FAQ: How to treat viral bronchiolitis
Author: Antonino Francesco Capizzi. deadline Luglio 2025
Question: Does a specific treatment of the viral bronchiolitis exist?
Answer: Currently, a specific treatment does not exist. Sincitial Respiratory Virus (SRV) is the main responsible of this disease, a widely spread and contagious virus. Other viruses, such as rhinovirus, flu viruses and parainfluenza viruses, cause bronchiolitis as well. Therefore, sympthomatic and supportive therapy is necessary, aimed at alleviate the sympthoms and secure the proper patient hydration and breathing. The administration of antibiotics, steroids or anti-inflammatory drugs is not justified, unless a bacterial infection is detected.

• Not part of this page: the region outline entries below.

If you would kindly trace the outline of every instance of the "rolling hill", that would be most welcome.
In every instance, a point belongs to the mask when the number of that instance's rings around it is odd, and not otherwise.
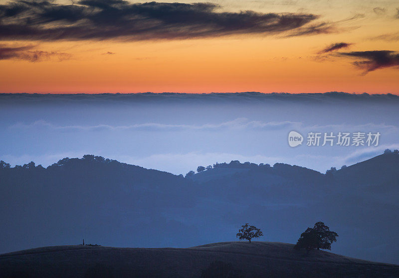
[[[245,223],[262,239],[295,243],[322,221],[339,235],[333,252],[399,264],[398,154],[327,174],[235,161],[184,178],[92,155],[46,169],[2,165],[0,253],[82,238],[185,247],[234,240]]]
[[[398,266],[322,251],[305,256],[293,247],[276,242],[230,242],[189,248],[43,247],[0,255],[0,277],[399,277]],[[222,269],[229,276],[214,276]]]

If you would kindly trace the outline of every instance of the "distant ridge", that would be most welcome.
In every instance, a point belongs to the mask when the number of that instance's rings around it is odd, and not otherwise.
[[[399,103],[399,95],[392,93],[368,94],[351,93],[344,92],[331,92],[324,93],[261,93],[259,92],[241,93],[153,93],[151,92],[132,93],[0,93],[0,101],[2,104],[6,102],[18,103],[27,101],[34,103],[35,101],[55,102],[68,101],[73,103],[82,103],[82,101],[94,102],[106,101],[111,102],[115,101],[127,101],[128,102],[158,102],[162,100],[163,103],[173,103],[175,101],[211,101],[212,104],[235,102],[236,101],[244,101],[245,103],[278,103],[284,100],[287,103],[290,102],[299,103],[356,103],[365,101],[372,103],[386,103],[388,104]],[[41,104],[44,104],[41,102]],[[0,103],[1,104],[1,103]]]
[[[224,268],[230,268],[235,278],[384,278],[397,277],[399,274],[399,266],[318,250],[306,256],[293,246],[276,242],[230,242],[178,249],[43,247],[0,255],[0,277],[196,278],[218,262],[225,264]]]

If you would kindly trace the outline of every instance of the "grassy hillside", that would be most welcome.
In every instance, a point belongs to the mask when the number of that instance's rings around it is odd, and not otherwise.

Question: Why may some patients with bronchiolitis develop even severe forms of the disease, despite the initiated proceedings?
Answer: Viral bronchiolitis is a respiratory infection that predominantly affects the most distal airways (bronchioles) of newborns, infants and children under 2 years of age. It is transmitted airborne through respiratory or Flugge droplets infected with respiratory viruses, by direct and/or indirect contact with contaminated surfaces. Some groups of patients, due to their basal clinical characteristics, may be more vulnerable to severe forms and/or unresponsive to bronchiolitis treatment:
- premature infants;
- infants younger than 3 months of age;
- children with neurological disorders, chronic heart and/or lung diseases, immunodeficiencies.
In addition, there are the environmental and social factors that can increase the risk of contracting bronchiolitis in a severe form. These include secondhand smoke, lack of prolonged breastfeeding, air and environmental pollution, low caregiver compliance, and difficulties in accessing care.
Question: Given the diagnosis of bronchiolitis, what therapeutic measures can be implemented on the affected child?
Answer: First of all, the child suffering from bronchiolitis must be hydrated properly through the administration of frequent and non-abundant meals. Likewise, proper breathing should be encouraged by keeping the airways as pervious as possible. Nasal secretions should be suctioned gently, and nasal washes with saline should be practiced, several times a day and especially before meals. Such treatment can be given at home if the child maintains an adequate general clinical condition. In the event that the child needs to be hospitalized, fluid administration under continuous infusion therapy may be indicated and, in cases of severe respiratory distress, also oxygen therapy, either low-flow or high-flow, depending on the severity of the clinical picture.
Question: Is it possible to prevent the spread of viral bronchiolitis in the pediatric population?
Answer: To prevent the spread of SRV in the pediatric population, a specific vaccine has been available since 2024 and is free in Italy for pregnant women starting from the 28th week of gestation.
In addition, a drug consisting of a monoclonal antibody, called Nirsevimab, has been available in Italy since October 2024 and has contributed significantly to preventing the spread of SRV bronchiolitis. Passive immunization with a single dose of Nirsevimab is recommended for all newborns during the first season of exposure to SRV. A second immunization is also recommended during the second winter for children with increased susceptibility to the development of the severe forms of bronchiolitis and complications (such as dehydration, apnea, pneumonia, and acute respiratory failure). Among preventive interventions, using disposable tissues, avoiding smoking indoors or near the child, regularly sanitizing household surfaces and toys in contact with the little one, washing child’s and caregiver’s hands often, avoiding contact with people who are overtly affected by respiratory symptoms, and keeping the child away from crowded places during the months when respiratory viruses are most prevalent (October to March) are effective. It is very important to prevent pediatric bronchiolitis, as about 30% of affected patients have the risk of developing persistent wheezing and asthma in later ages.